Apesar de o lucro crescer todo ano, devido aos seus projetos de expansão, desde 2019 a empresa passou a reter uma maior parcela dos lucros. Maior retenção de lucros tende a se traduzir em maior crescimento futuro. Podemos observar que, apesar de a crise hídrica estar afetando o faturamento da empresa no curto prazo, o número de ligações (unidades atendidas) com água e esgoto cresce ano a ano.
Podemos esperar, portanto, retornos maiores no futuro, principalmente para os investidores que aproveitaram a baixa de mercado para adquirir mais ações. Nossos modelos indicam taxas internas de retorno na casa dos 20% ao ano caso as ações voltem a negociar na sua média histórica de 5 vezes EV/EBITDA (hoje negociam a 4 vezes, sua mínima histórica).

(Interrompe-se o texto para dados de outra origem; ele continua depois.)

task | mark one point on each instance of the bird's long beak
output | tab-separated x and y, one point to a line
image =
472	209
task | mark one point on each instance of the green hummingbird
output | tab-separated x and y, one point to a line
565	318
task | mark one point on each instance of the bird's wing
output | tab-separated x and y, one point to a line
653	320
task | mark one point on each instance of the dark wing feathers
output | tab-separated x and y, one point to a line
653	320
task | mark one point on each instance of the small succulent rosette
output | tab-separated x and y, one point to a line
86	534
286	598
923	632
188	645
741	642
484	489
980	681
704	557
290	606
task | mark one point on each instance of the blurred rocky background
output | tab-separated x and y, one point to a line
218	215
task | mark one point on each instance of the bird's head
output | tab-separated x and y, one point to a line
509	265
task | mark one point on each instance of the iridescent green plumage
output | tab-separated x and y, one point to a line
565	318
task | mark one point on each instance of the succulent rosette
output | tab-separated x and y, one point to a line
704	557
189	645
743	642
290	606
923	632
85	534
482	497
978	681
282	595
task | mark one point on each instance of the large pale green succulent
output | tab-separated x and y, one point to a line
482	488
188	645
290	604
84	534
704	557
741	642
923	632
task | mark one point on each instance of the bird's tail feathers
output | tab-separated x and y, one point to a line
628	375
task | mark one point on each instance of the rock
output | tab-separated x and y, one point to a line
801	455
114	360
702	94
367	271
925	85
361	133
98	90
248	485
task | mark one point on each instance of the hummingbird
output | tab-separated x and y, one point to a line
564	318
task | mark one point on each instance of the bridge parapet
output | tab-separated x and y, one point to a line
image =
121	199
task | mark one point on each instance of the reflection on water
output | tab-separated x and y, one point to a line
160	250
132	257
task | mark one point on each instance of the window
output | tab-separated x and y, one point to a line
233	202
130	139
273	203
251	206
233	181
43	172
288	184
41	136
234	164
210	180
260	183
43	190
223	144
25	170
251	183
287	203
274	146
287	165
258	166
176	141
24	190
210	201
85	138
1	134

Margem de segurança e carrego
Carrego é um termo utilizado no mercado financeiro para designar o custo de se ‘carregar’ algo em seu portfólio. A expressão é de uso mais comum nos mercados de derivativos e futuros, por exemplo, ao comprar um contrato futuro de dólar você pagará a cotação do dólar atual mais os juros de hoje até a data de vencimento do contrato, porém, até a data de vencimento do contrato o dólar spot e o futuro vão convergir para o mesmo preço que não necessariamente é o que você pagou.
O excesso de preço que você tiver pago em relação ao dólar efetivo na data de vencimento foi o custo de ‘carregar’ aquele contrato.

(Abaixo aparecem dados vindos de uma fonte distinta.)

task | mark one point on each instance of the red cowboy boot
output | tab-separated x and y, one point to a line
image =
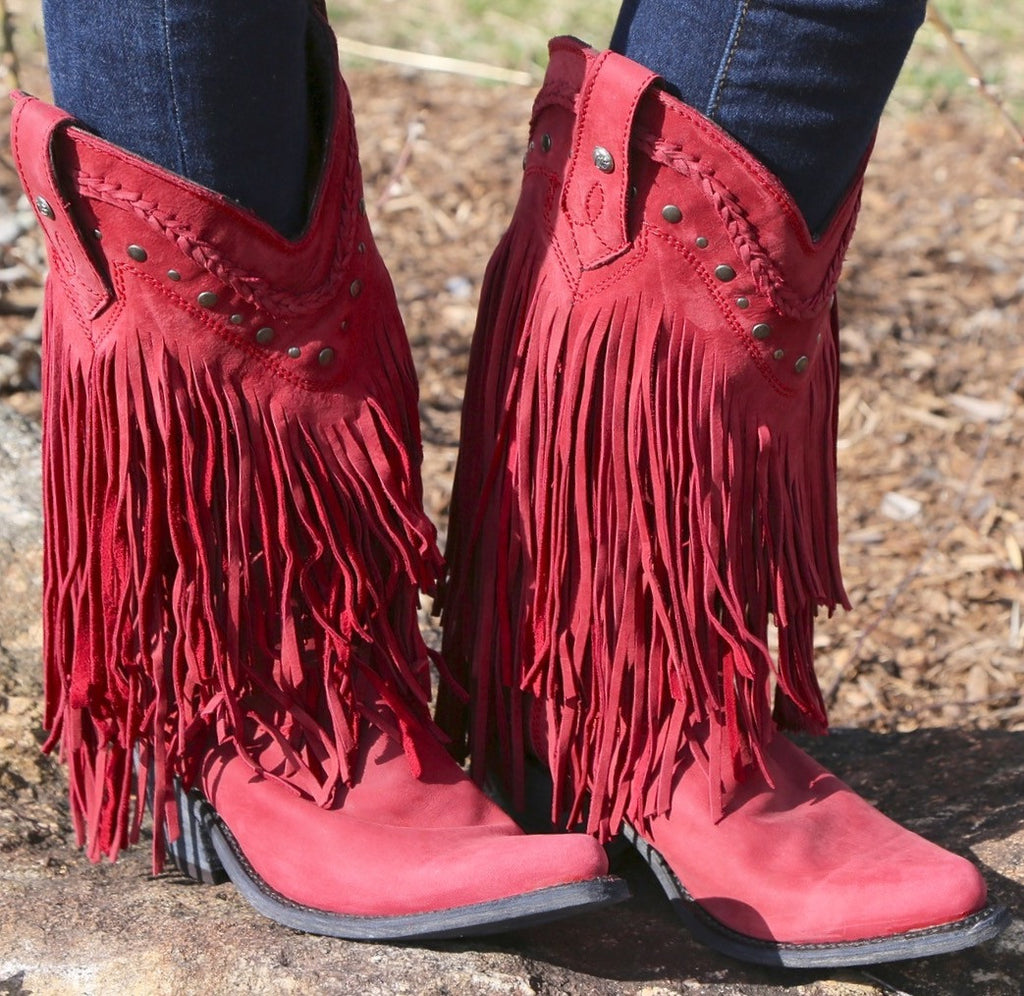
645	488
235	544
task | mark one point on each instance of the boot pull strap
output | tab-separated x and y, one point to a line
34	128
595	198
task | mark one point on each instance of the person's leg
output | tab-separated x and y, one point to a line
644	525
801	83
216	92
235	537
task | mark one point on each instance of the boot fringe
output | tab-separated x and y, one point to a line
627	531
212	570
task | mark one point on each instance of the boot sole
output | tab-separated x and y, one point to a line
206	851
967	933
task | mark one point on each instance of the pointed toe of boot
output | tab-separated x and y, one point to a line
804	872
394	857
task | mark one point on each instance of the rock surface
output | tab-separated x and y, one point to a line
69	927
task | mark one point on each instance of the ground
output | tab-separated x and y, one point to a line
931	433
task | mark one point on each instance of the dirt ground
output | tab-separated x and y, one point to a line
931	424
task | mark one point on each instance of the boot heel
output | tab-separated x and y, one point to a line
193	853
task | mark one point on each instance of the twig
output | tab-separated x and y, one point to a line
435	63
413	133
975	75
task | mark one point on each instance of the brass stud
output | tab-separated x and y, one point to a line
603	159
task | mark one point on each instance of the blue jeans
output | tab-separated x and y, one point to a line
801	83
220	91
224	91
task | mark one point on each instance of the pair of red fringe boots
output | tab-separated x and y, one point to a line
236	543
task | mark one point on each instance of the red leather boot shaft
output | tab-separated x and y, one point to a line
233	514
646	484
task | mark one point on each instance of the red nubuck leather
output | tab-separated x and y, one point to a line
235	544
644	501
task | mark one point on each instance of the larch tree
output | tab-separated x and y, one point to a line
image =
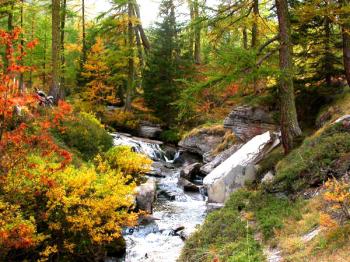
55	82
289	121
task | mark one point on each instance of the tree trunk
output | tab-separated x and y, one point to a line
346	40
63	59
197	34
328	66
145	42
131	65
255	23
55	84
21	76
289	122
245	38
84	50
191	31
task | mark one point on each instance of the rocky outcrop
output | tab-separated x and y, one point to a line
208	167
239	168
149	130
203	140
189	172
247	122
146	195
188	186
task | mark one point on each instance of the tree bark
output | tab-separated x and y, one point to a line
63	58
84	49
21	76
197	34
289	122
131	64
55	82
245	38
327	48
255	23
346	40
145	42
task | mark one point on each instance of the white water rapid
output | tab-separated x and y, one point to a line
176	213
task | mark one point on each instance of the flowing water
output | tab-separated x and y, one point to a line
176	213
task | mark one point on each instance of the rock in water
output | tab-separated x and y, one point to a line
190	171
238	168
145	195
247	122
207	168
188	186
203	140
149	130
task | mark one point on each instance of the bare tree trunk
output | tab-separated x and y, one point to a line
145	42
346	40
289	122
44	58
255	23
131	65
21	76
30	84
84	50
327	48
197	34
55	85
245	38
191	31
63	58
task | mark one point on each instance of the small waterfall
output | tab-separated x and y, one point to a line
176	213
143	146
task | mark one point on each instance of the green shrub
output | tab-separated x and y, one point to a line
311	163
86	135
123	159
170	136
228	236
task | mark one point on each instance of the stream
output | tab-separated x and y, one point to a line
176	214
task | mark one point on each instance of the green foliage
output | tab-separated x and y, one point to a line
311	163
86	135
225	235
165	65
123	159
170	136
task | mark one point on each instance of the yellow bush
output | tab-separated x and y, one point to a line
73	210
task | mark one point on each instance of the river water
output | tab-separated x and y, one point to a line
176	209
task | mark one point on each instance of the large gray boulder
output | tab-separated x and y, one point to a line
146	195
208	167
247	121
190	171
149	130
239	168
203	140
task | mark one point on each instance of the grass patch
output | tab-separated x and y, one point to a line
225	235
311	163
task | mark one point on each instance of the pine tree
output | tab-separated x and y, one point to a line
165	65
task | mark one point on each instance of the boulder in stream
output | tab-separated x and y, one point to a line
149	130
247	121
239	168
208	167
188	186
203	140
189	172
146	195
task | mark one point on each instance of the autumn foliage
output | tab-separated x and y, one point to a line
51	208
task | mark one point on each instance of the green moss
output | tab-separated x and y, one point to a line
269	163
170	136
311	162
85	135
226	235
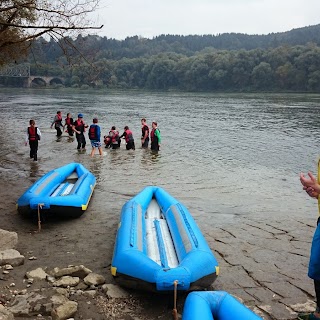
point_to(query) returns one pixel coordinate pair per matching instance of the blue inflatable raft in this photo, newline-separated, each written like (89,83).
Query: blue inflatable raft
(215,305)
(65,191)
(158,242)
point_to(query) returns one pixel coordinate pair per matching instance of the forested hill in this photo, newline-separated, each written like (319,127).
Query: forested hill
(288,61)
(136,47)
(236,41)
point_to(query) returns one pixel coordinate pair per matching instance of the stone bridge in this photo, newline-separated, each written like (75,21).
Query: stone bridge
(23,71)
(47,80)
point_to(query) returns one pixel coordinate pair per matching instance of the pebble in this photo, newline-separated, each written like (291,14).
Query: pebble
(8,267)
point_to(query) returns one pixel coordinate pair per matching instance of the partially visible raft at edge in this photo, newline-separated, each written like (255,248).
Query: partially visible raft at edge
(215,305)
(65,191)
(158,242)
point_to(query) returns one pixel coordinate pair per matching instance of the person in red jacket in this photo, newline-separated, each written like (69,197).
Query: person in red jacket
(33,136)
(68,123)
(79,127)
(144,133)
(57,122)
(127,134)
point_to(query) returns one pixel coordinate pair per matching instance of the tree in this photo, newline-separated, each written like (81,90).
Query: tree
(22,21)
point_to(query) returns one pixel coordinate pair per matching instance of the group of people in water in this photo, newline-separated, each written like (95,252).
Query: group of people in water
(111,140)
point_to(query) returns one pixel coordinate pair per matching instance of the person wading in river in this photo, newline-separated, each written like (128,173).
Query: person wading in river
(79,127)
(312,187)
(33,136)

Analogamente podemos tratar do custo de carrego de outros ativos, por exemplo, as ações de dividendos possuem carrego positivo, pois, como demonstrado na discussão acima, você recebe proventos ano a ano para ‘carregar’ aqueles ativos em seu portfólio.
O ouro, por outro lado, tem custo de carrego negativo, você pagará os custos e taxas de administração de um E.T.F ou os custos de armazenamento e segurança dentro do cofre de um banco.
Em um mundo de juros mais altos, quanto maior o custo de carrego do ativo, pior tende a ser sua performance, porque os investidores se livram desses ativos devido ao seu alto custo de oportunidade. Uma coisa é você perder 1% ao ano ‘carregando’ ouro no portfólio como um hedge inflacionário em um cenário de juros zerados ou negativos, outra coisa é ‘carregar’ ouro no portfólio com juros de 5% ao ano, o custo de oportunidade aumenta.